On May 7, following the release of a video of the killing that spurred national attention from the media, civil rights groups, lawmakers, celebrities and, eventually, the Georgia Bureau of Investigation, Gregory and Travis McMichael were arrested on charges of murder and aggravated assault. William Bryan, who filmed the shooting on his phone, was also arrested and charged with felony murder and criminal attempt to commit false imprisonment. All three men were later found guilty of murder and sentenced to prison.

Arbery, a former high school football player, reportedly jogged around the neighborhoods of Brunswick frequently, according to The New York Times. Gregory McMichael, a retired police officer and investigator for the local district attorney's office, told police he saw Arbery running that day, and thought he looked like a suspect in a series of local break-ins. The father and son hopped in their white pickup truck, armed with a .357 Magnum and a shotgun, and pursued Arbery. Bryan also gave chase, the newspaper reports, and filmed the video that shows a struggle between Arbery and Travis McMichael, who fired three shots. McMichael later claimed that Mr Arbery had grabbed at his gun.

The video, released on May 5, 2020 by a lawyer for Arbery's family, sparked outrage that no arrests had been made more than two months after the killing. Five days after the release of the video of Arbery's killing, footage from a surveillance camera emerged, showing a man believed to be Mr Arbery at a home construction site shortly before the shooting. The man is seen walking on to the site and looking around for a few minutes before jogging down the street.

Arbery's killing happened shortly before the deaths of George Floyd by police in Minneapolis and Breonna Taylor by police during a failed no-knock raid in Louisville, Kentucky. All these incidents sparked widespread protests against police violence and racial injustice in the United States and around the globe. 

On May 10, 2021, Georgia Governor Brian Kemp signed legislation that overhauled an existing Civil War-era law and limited most Georgians' authority to arrest people whom they believe have committed a crime. The citizen’s arrest law had allowed any Georgian who believed they had witnessed a crime to arrest the suspected offender if the crime “is committed in his presence or within his immediate knowledge.”

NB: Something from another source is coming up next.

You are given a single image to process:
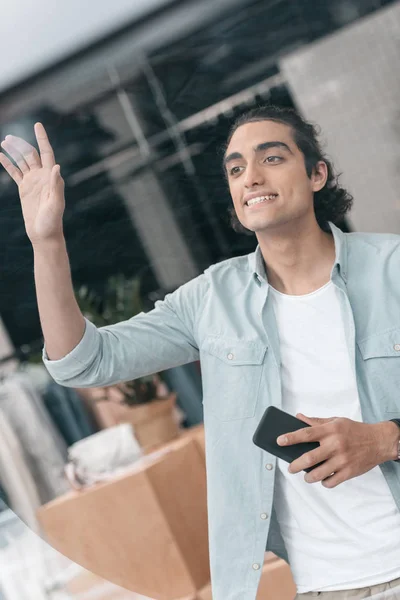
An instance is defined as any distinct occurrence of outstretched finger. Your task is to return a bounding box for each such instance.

On November 24, 2021, after about a two-week trial, a Georgia jury found Travis McMichael, Gregory McMichael and William ‘Roddie’ Bryan guilty of murder, aggravated assault, false imprisonment and criminal intent to commit a felony. In a separate trial, a jury found all three men were found guilty of federal hate crime charges, as well. The father and son were sentenced to life in prison, while Bryan was sentenced to 35 years.